Да только судьи ли мы ему в этом? То, что он помог состояться многим молодым авторам, и немолодым тоже, – в этом, вероятно, тоже было его предназначенье, то, ради чего он был на земле.

Саша переводил немало финно-угорских авторов, вовлекаясь тем самым в музыку-ритмику других народов. Писал стихи и прозу. Но и в прозе оставался поэтом. Читая его стихи на эрзянском и на русском, проникаешься его духом, болью, в которую вместилась боль нашего дня, боль всеохватная. Он стремился к самовыражению, точному и объемлющему, испытывая вечное недовольство самим собой, несуразностями нашей жизни, это никогда не покидающее мучение.

 

Как птица от боли

Сорвётся строка впопыхах,

Но тут же остынет,

Как только забрезжит на гранках.

Опустятся крылья,

Замрёт мой отчаянный взмах

Над миром из масок,

С которым душа не в ладах...

 

...Нам не простят наивной простоты.

Нам отомстят за долгое молчанье.

За чистый слог, за белые листы,

За детское, не к месту, восклицанье.

Нам ничего на свете не простится –

Ни эта жизнь без глубины и дна,

Ни эта, на руке, живая птица,

Ни эти, за рекою, имена.

«Снег в России грустный-грустный...» – это его строка, впитавшая в себя всю боль и тоску по лучшему. А какое оно, лучшее? Или вот совсем другое, радостное: «Жена моя – вселенная моя! В ней кружится ребёнок как планета...» Но всё реже и реже эта радость слышна в его стихах.

Он писал:

 

Я пою как живу.

Извините, выходит нескладно.

Можно голос сорвать,

Но помилуй меня, чтоб соврать...

 

Неумение мириться с несовершенством в себе, в других делало его порой невыносимым. Эти мгновенные перемены в выражении лица, глаз, мимике... и при этом всегда спокойный тон, и никогда – повышенных ноток. Всё это заставляло думать, как он многолик, сколько в нём намешано всего!

Но как всё менялось, если Саша позволял себе чему-то радоваться! Дочкам! Внуку! Хорошему стиху! Хорошему человеку! Когда позволял себе улыбаться! Когда открывал свой внутренний невидимый замок запретов... В такие минуты он словно цветок раскрывался. Это звучит несколько сентиментально, но в отношении Саши именно эти слова очень подходят. Сентиментальность и в нём самом сквозила через напускную важность и строгость, порой через его непробиваемость, невозможность достучаться до него...
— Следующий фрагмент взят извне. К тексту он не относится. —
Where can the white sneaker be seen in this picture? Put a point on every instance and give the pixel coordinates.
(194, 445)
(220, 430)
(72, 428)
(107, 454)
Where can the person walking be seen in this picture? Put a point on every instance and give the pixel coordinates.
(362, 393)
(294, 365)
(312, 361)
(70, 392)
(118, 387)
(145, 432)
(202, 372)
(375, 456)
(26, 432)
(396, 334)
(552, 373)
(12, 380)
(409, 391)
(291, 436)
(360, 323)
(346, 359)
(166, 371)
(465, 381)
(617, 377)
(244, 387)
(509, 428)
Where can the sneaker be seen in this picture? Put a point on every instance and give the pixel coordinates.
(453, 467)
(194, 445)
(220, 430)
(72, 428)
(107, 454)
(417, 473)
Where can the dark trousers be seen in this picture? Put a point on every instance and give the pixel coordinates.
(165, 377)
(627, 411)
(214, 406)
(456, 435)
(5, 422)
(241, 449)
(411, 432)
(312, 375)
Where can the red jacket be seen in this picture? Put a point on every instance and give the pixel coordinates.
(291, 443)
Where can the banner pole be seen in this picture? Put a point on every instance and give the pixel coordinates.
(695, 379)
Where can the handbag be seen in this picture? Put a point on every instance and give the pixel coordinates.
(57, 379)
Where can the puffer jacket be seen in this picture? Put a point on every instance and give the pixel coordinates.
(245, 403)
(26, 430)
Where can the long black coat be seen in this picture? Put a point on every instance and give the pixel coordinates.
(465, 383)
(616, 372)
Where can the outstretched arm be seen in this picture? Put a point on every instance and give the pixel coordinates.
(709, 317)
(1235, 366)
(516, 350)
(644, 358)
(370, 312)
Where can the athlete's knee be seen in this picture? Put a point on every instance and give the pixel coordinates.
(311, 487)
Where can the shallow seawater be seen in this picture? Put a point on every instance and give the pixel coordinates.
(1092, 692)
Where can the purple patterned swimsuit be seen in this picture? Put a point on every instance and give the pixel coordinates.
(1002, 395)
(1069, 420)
Мы все думаем, что знаем живущего рядом человека, тесно с нами соприкасающегося. А оказывается, наше знание о нём – ма-а-а-ленькая капелька его вселенной.

Помню первую встречу с ним. Светлое радостное лицо, приветливая улыбка... – таким его знали многие. Но только поработав с ним плечом к плечу некоторое время, увидела, что он бывает и другим, мгновенная смена выражения на его лице, бывало, просто пугала. Вот бы зафиксировать на плёнку мгновения преображения! Наверное, он и сам бы удивился всему намешанному в нём. Я однажды попробовала поймать эти перемены на фото, хотелось показать ему самому, каким он бывает. Но не посмела – слишком обнажено что-то было в нём, что он, уверена, прятал в себе не только от глаз других, но, пожалуй, и от себя.

...Однако тем и прекрасен, наверное, человек, что и для себя остаётся непознанным. Стихи приоткрывают дверь в мир поэта, их написавших. Они остаются с нами, заставляя каждого, кто их читает, задуматься о своём месте на земле. И только Всевышнему дано постигнуть нас до дна.